I am just concerned about the multiple "clucks" (chattering). I do not hear any odd noised our of the rear end when driving around.

Should I have it checked out??? Or is this how I should expect the G80 to work on a very slick surface like snow covered ice.


----------



## KingDuramax (Nov 26, 2005)

Sounds like you were on ice with no traction. My 02 would ratchet like that in certain conditions. So far the 05 hasnt done that. If you dont feel comfortable with it. It cant hurt to have it checked out for piece of mind.
Later John


----------



## Mowerpan (Jan 31, 2005)

Ya if you were on the ice, I don't think it'd help you, but on that locking diff is it a limited slip?


----------



## Detroitdan (Aug 15, 2005)

my truck has a Detroit locker, never hear it clunk. I have a slight leak from one axle end, when the fluid gets just a little low it acts up. Once I was sitting on glare ice, had the right rears spinning, the left rears were ratcheting around pretty slowly. Scared me, I thought I broke something, but added oil and worked fine. When it "ratcheted", I mean the left rears would make like a quarter revolution, stop, make another 1/4 revolution, stop, and so on.


----------



## Frozen001 (Oct 20, 2004)

Mowerpan said:


> Ya if you were on the ice, I don't think it'd help you, but on that locking diff is it a limited slip?

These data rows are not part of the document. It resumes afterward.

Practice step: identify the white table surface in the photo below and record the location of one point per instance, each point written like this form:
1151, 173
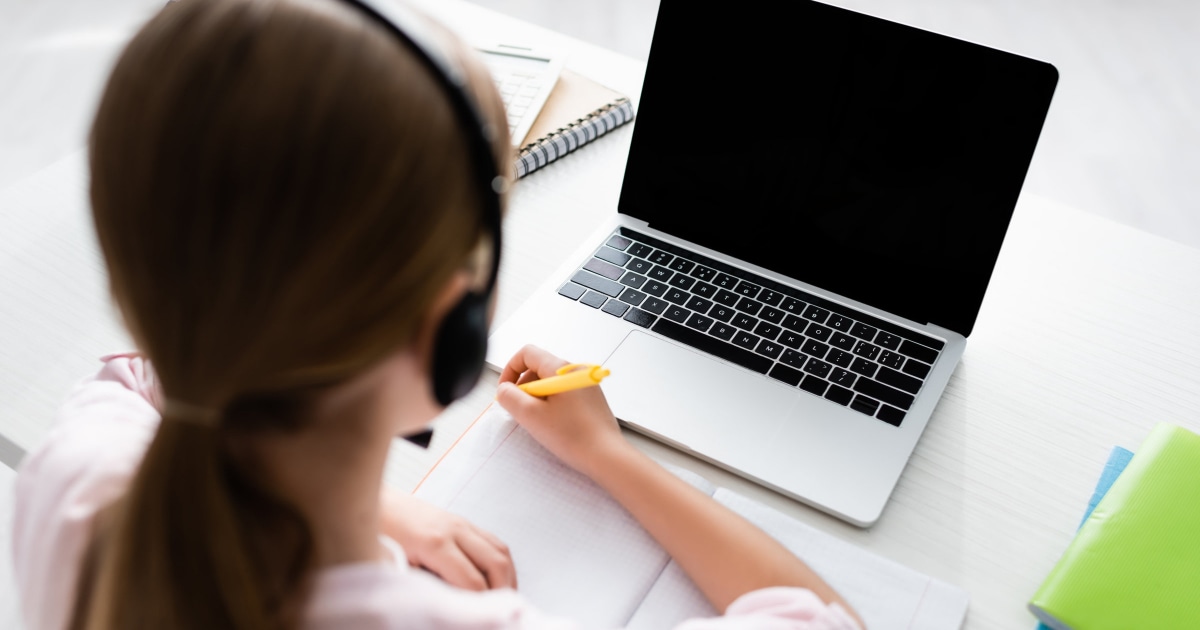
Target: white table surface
1089, 336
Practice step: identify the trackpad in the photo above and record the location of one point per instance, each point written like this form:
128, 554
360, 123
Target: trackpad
694, 401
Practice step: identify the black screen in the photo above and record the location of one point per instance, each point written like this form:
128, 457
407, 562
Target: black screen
873, 160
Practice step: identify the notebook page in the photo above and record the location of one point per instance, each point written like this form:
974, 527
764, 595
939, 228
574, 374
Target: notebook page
577, 552
886, 594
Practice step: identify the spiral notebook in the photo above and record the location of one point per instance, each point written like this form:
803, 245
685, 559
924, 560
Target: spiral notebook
580, 555
576, 113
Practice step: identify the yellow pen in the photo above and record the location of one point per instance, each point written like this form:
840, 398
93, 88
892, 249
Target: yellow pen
574, 376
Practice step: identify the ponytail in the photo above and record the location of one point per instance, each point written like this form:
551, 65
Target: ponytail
193, 545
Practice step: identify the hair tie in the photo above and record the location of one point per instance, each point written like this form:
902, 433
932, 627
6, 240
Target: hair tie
186, 412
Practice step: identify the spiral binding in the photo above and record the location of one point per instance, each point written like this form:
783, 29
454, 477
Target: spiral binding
565, 139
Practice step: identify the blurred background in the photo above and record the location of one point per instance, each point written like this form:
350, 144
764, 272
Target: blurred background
1122, 139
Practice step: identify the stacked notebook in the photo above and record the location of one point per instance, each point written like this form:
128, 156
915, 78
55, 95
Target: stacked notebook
576, 113
1135, 561
580, 555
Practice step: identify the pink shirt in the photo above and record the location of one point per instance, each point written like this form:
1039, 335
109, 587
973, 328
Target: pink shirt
94, 449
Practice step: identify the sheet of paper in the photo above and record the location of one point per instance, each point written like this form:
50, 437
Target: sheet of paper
577, 552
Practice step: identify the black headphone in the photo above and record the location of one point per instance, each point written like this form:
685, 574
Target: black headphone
461, 345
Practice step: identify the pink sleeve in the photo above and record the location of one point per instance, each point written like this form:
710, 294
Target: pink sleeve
778, 607
83, 463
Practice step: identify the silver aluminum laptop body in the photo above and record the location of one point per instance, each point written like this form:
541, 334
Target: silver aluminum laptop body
809, 448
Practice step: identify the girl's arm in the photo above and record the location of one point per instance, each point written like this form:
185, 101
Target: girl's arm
724, 555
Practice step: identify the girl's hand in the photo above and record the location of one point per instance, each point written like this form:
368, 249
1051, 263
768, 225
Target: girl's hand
577, 426
447, 545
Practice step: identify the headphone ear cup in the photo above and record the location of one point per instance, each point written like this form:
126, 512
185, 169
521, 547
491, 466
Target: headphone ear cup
460, 348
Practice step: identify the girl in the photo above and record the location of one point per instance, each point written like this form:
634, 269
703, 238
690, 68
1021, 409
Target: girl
285, 197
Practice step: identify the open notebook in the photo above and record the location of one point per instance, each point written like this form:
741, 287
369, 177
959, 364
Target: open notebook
581, 555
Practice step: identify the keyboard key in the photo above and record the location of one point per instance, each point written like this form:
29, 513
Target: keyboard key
819, 367
727, 298
703, 273
749, 306
815, 348
815, 313
840, 358
891, 359
655, 305
712, 346
744, 322
618, 243
768, 348
901, 382
615, 309
863, 367
839, 395
781, 372
571, 291
792, 305
817, 331
745, 340
682, 265
700, 322
607, 270
814, 385
639, 265
840, 323
655, 288
793, 359
677, 313
660, 274
864, 406
869, 351
916, 369
792, 340
771, 297
633, 297
882, 393
613, 256
888, 340
795, 323
595, 282
843, 341
640, 317
767, 330
633, 280
725, 281
705, 289
660, 258
677, 297
723, 331
721, 313
748, 288
891, 414
772, 315
640, 250
843, 377
682, 281
593, 299
918, 352
863, 331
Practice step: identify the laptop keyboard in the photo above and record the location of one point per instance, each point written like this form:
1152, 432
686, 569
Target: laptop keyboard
805, 341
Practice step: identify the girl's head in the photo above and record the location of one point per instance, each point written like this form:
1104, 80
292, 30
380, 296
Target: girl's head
285, 198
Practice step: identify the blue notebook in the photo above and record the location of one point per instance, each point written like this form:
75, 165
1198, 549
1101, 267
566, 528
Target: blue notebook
1117, 460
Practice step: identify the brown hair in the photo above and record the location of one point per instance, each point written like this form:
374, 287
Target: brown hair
280, 191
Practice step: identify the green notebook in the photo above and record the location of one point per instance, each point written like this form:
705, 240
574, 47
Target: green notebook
1135, 562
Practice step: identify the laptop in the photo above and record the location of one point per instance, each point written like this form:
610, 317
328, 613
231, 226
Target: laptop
810, 214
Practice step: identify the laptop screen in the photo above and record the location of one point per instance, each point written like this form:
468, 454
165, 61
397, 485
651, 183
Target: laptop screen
869, 159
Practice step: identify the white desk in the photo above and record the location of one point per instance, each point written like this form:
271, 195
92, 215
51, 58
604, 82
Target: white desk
1087, 337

That was an informative answer...


----------



## Frozen001 (Oct 20, 2004)

Detroitdan said:


> my truck has a Detroit locker, never hear it clunk. I have a slight leak from one axle end, when the fluid gets just a little low it acts up. Once I was sitting on glare ice, had the right rears spinning, the left rears were ratcheting around pretty slowly. Scared me, I thought I broke something, but added oil and worked fine. When it "ratcheted", I mean the left rears would make like a quarter revolution, stop, make another 1/4 revolution, stop, and so on.


I have not noticed a leak so I would doubt that is the problem...I think I am going to have the dealer take a look at it when I have the steering shaft looked at. At least that way it is documented I had a concern if anything goes wrong.


----------



## jmassi (Nov 11, 2003)

I have an 04 Silverado 1500 w/locking rear diff. I noticed the same thing on mine, when the rear wheel slips, I hear a clunk. When i'm on ice or just too lazy to put it in 4wd, it'll clunk repeatedly. I think thats normal, it just the way the rear locker works, at least thats what i was told. You should be ok, but it never hurt to have the dealer check it out and document it like you said.


----------



## KingDuramax (Nov 26, 2005)

The locking diffs start out as a limited slip. The ratcheting you here is the diff locking. Hence the name locking diff. It goes from limited slip to full lock. So the ratcheting you heard was the diff locking. You will notice after you have done some spinning and locked the diff in, you will get tire squeal when turning corners until it unlocks. Hope this post is more informative for you.
Later


----------